CHRONIQUE. Le ressenti, les émotions triomphent aujourd’hui là même où la rationalité devrait s’imposer, et la principale passion à l’œuvre est devenue la peur, constate avec désolation notre chroniqueur Yves Petignat

Altercations, empoignades: en juin dernier, le Palais fédéral avait un instant pu donner l’illusion d’avoir été téléporté en Géorgie, en Turquie, voire, au même moment pour de mêmes incidents, au Palazzo Montecitorio à Rome, où les scènes d’affrontements et de coups de poing entre parlementaires nous sont plus familières. En se penchant ce lundi sur l’échauffourée qui avait mis aux prises les députés UDC Thomas Aeschi et Michael Graber avec des agents de la police fédérale sur les marches du Palais, la Commission de l’immunité du Conseil national a eu le mérite de nous rappeler que les émotions sont inhérentes à la politique. Emotions, rapports de force avec parfois un peu de rationalité. Le parlement suisse a beau être réputé pour sa culture du compromis, son sens pragmatique et plus généralement son profond ennui médiatique, pas plus que l’Assemblée nationale française ou le parlement taïwanais, il n’échappe aux réactions vives de sentiments humains.

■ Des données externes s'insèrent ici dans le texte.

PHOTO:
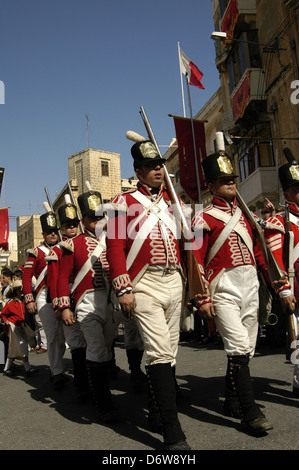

Tristesse et frustration de Jean-Pascal Delamuraz lorsqu’il évoque «un dimanche noir» au soir du rejet de l’adhésion à l’EEE en 1992, colère de Christoph Blocher éjecté du Conseil fédéral en 2007, consternation d’Opération Libero après que le Conseil fédéral eut tiré la prise des négociations avec l’UE, découragement des milieux académiques privés de participation aux programmes de recherche européens et joie à l’UDC. Si les résultats d’une votation, d’une élection, provoquent des émotions chez chacun de nous, il n’en reste pas moins, selon la théorie du Prix Nobel d’économie Daniel Kahneman, que les émotions sont très souvent à l’origine des décisions capitales. «Un enjeu puissant va produire des émotions puissantes et des impulsions fortes à l’action». Pour Hobbes, en politique, tout naît de la peur. Pour Rousseau, la révolte contre l’injustice a le pouvoir de changer les choses. Sans porter de jugement sur le bien-fondé de certaines décisions, on rappellera le rôle des émotions dans la volonté de couper la participation suisse à l’UNRWA, de la peur dans la sortie du nucléaire programmée après le drame de Fukushima, de la compassion pour l’accueil de réfugiés ukrainiens et de la peur encore pour l’aide à l’Ukraine. De la peur toujours pour que le gouvernement se résigne à la réglementation «too big to fail» après la quasi-faillite d’UBS en 2008 et songe à la renforcer encore après la chute de CS, etc.